Que se passe-t-il derrière cette surface plane? Que se passe-t-il entre le moment où l’on pousse sur le bouton et le résultat physique de l’image? Dans ce mouvement imperceptible à l’oeil? Quelle est cette « tache aveugle » , ce hors champ?


Mes recherches personnelles m’ont permis de trouver des outils afin de répondre à ces questions. J’ai exploré les supports photographiques et vidéos en exploitant les différentes composantes de l’image, telles que la lumière, la surface de diffusion, la trame, le grain, le pixel. Avec l’intention de dépasser les limites du médium. En parallèle, j’ai toujours observé le quotidien et cherché à en saisir sa substance. Naître, donner naissance, manger, marcher, attendre, respirer, disparaître.


Pour exprimer le plus justement ces instants, je cadre un seul et unique élément en le réduisant à son expression la plus pure : un visage, un corps, une bouche, des pieds, le sable. Je scrute ce qui se passe. Arrêt sur image, ralenti, étirement du temps. Pour moi ces mouvements « anesthésiés » provoquent un manque et stimulent l’imaginaire. Il en émerge des sensations, des signes de vie à travers une surface en deux dimensions. Mes recherches au sujet de la perception m’amènent aussi à créer des installations et des lieux d’échange entre le médium et le public. Le spectateur n’est plus seulement témoin, mais il devient acteur de ce qui s’offre à lui.

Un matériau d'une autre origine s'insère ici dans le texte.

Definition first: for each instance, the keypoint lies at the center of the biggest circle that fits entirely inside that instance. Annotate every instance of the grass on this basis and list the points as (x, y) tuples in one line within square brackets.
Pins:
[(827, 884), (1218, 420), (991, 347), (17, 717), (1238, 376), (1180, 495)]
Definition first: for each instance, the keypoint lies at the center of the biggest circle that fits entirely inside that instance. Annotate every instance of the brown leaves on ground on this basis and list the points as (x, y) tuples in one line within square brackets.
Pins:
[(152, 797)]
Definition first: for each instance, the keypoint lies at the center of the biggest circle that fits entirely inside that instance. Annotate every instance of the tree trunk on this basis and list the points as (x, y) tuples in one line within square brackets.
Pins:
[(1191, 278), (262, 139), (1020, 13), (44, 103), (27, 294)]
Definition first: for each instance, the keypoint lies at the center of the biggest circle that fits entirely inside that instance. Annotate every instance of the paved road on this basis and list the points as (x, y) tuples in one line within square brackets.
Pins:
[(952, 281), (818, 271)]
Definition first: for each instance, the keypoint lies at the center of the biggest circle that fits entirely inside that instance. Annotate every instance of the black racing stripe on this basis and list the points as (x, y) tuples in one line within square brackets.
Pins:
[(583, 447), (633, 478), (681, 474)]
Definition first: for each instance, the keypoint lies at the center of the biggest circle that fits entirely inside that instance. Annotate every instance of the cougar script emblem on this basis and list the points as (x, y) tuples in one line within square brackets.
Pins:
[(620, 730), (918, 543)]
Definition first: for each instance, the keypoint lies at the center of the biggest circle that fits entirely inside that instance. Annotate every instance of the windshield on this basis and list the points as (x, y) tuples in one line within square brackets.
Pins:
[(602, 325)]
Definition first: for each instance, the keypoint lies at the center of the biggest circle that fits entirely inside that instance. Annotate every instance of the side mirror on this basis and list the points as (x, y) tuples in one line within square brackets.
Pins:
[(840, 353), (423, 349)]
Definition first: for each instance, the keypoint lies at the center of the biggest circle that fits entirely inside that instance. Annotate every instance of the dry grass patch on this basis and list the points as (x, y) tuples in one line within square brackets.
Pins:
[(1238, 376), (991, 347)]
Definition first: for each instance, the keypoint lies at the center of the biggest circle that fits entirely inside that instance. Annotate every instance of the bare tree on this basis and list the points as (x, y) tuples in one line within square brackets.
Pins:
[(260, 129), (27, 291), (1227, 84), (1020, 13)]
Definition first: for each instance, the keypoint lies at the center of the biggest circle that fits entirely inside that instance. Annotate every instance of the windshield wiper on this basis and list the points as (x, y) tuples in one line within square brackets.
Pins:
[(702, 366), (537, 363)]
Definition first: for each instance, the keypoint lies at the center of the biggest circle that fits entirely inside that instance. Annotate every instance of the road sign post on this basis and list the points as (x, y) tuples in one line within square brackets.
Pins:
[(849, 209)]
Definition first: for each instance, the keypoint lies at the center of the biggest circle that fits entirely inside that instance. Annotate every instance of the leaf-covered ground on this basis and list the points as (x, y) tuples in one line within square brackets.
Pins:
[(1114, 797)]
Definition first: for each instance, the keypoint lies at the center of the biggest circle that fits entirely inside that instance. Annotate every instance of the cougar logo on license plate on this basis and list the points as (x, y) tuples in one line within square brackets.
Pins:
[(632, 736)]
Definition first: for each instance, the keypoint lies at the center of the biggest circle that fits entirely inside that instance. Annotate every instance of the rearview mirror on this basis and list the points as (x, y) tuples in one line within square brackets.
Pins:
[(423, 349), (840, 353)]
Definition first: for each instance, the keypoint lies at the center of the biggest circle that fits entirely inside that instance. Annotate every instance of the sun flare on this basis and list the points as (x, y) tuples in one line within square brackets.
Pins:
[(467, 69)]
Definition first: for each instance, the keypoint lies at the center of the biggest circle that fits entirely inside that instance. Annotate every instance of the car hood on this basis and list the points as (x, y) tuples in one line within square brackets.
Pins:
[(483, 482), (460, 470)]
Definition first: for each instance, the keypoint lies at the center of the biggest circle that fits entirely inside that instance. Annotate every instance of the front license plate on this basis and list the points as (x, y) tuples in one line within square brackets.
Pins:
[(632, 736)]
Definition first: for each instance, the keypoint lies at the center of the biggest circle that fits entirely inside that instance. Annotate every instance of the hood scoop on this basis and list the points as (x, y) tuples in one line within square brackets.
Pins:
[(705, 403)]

Je viens de terminer une série intitulée Portraits de Barcelone. Les images sont prises sur plusieurs jours à travers le flux incessant des passants du bord de mer. Les gens de dos, souvent seuls ou en couple regardent vers le vide dans des lieux sans repères, intemporels. Ils sont saisis au vol, figés. De ce brouhaha permanent des passants, je ne  retiens qu’un geste, un mouvement, une sensation sciemment choisie.